JDV: 2004 AN EASY FIGHT FOR ARROYO

DAGUPAN CITY, DECEMBER 1, 2003  (STAR) By Eva Visperas — President Arroyo will have an "easy fight" for the presidency in next year’s elections even against action star Fernando Poe Jr. because of her track record, Speaker Jose de Venecia Jr. predicted yesterday.

"(Mrs.) Arroyo has an extremely good chance in the presidential race," he told reporters during an inspection of dikes being built here to block mudflows that wreak havoc during the rainy season. "This is a politics of performance."

Asked if he considered Poe as Mrs. Arroyo’s closest rival in the May polls, De Venecia said: "There’s no worry. The arithmetic is in our favor."

Mrs. Arroyo would get the most votes because votes for the opposition would be split if both Poe and Lacson stand for election, he said.

"There are only two votes in the Philippines — the pro- and anti-administration votes," he said. "I don’t want to sound boastful but, in the end, it will be an easy fight."

He predicted that Mrs. Arroyo would rake in 35 to 40 percent of the vote and the rest would be split among opposition Sen. Panfilo Lacson, Poe and former education secretary Raul Roco. who launched his candidacy in Manila yesterday.

Mrs. Arroyo could corner 40 to 47 percent of the vote in a three-way derby, De Venecia added.

Poe, who was relentlessly wooed to run for president, said he would submit himself to a selection process. Lacson, meanwhile, earlier said he would push through with his bid whether or not he had the opposition’s backing.

Lacson and Poe are expected to meet in a few days to resolve the issue.

Poe’s candidacy is seen the greatest stumbling block for Mrs. Arroyo’s chances of winning the presidential race in the May polls.

Poe is consistently one of the top five preferred candidates cited in recent national surveys but, so far, has trailed the competition despite his iconic status.

On the other hand, legislators from the ruling Lakas-Christian Muslim Democrats (Lakas-CMD) party said the President’s effective governance will translate into her victory in the 2004 presidential derby.

Reps. Rodolfo Albano of Isabela, Willie Villarama of Bulacan and Aurelio Umali of Nueva Ecija said the masses’ strong support for the President can be gleaned from the recent Pulse Asia survey. The President topped the survey’s list of presidential candidates favored by the class E sector with a 32 to 43 percent rating.

"The good works done by the President will have definitely benefited the Filipino masses. Come election day, they will translate their appreciation into vote(s)," Albano said.

He added that the President’s slogan of "food on the table, diploma on the wall, job for everyone" is slowly but surely being fulfilled.

The Pulse Asia survey, he said, has disproved the perception that Poe is the top choice of the Filipino masses for president. Poe ranked second in the survey standings, with 32 to 39 percent, followed by Roco with 22 to 33 percent.

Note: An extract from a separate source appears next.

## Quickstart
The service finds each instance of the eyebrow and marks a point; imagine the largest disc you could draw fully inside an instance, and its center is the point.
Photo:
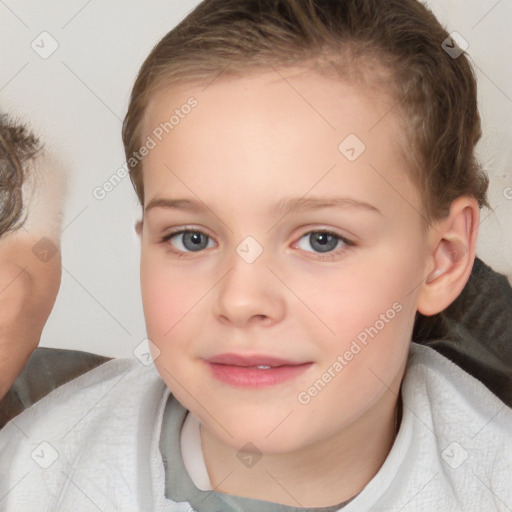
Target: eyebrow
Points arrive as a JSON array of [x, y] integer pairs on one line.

Villarama said "rain or shine, the President has never failed to be with the poor to let them know she cares a lot about them."

Umali said the coming elections will prove that the masses want the continuity of the President’s programs, as these have benefited them.

"The Filipino masses have made known their sentiment in the survey, which showed their preference for the President," he said.

Poe, however, commands the poorest classes of Philippine society, which account for four out of 10 Filipinos.

Millions of poor Filipinos idolize him, awed by his movie roles portraying him as a champion of the underdog who conquers all odds to triumph in the end.

His lack of political experience has caused concern among financial analysts, who point out that a Poe election victory could come at a time when the Philippines is facing huge economic problems, including a faltering peso and a massive budget deficit.

Markets were already rattled by the recent announcement of Finance Secretary Jose Camacho, who said he would quit by the end of the November, complaining about the slow pace of reforms.

Poe is a staunch friend of former President Joseph Estrada, himself a former movie idol, who was ousted in a popular revolt in January 2001 and is now on trial for economic plunder, a capital offense which carries the maximum penalty of death.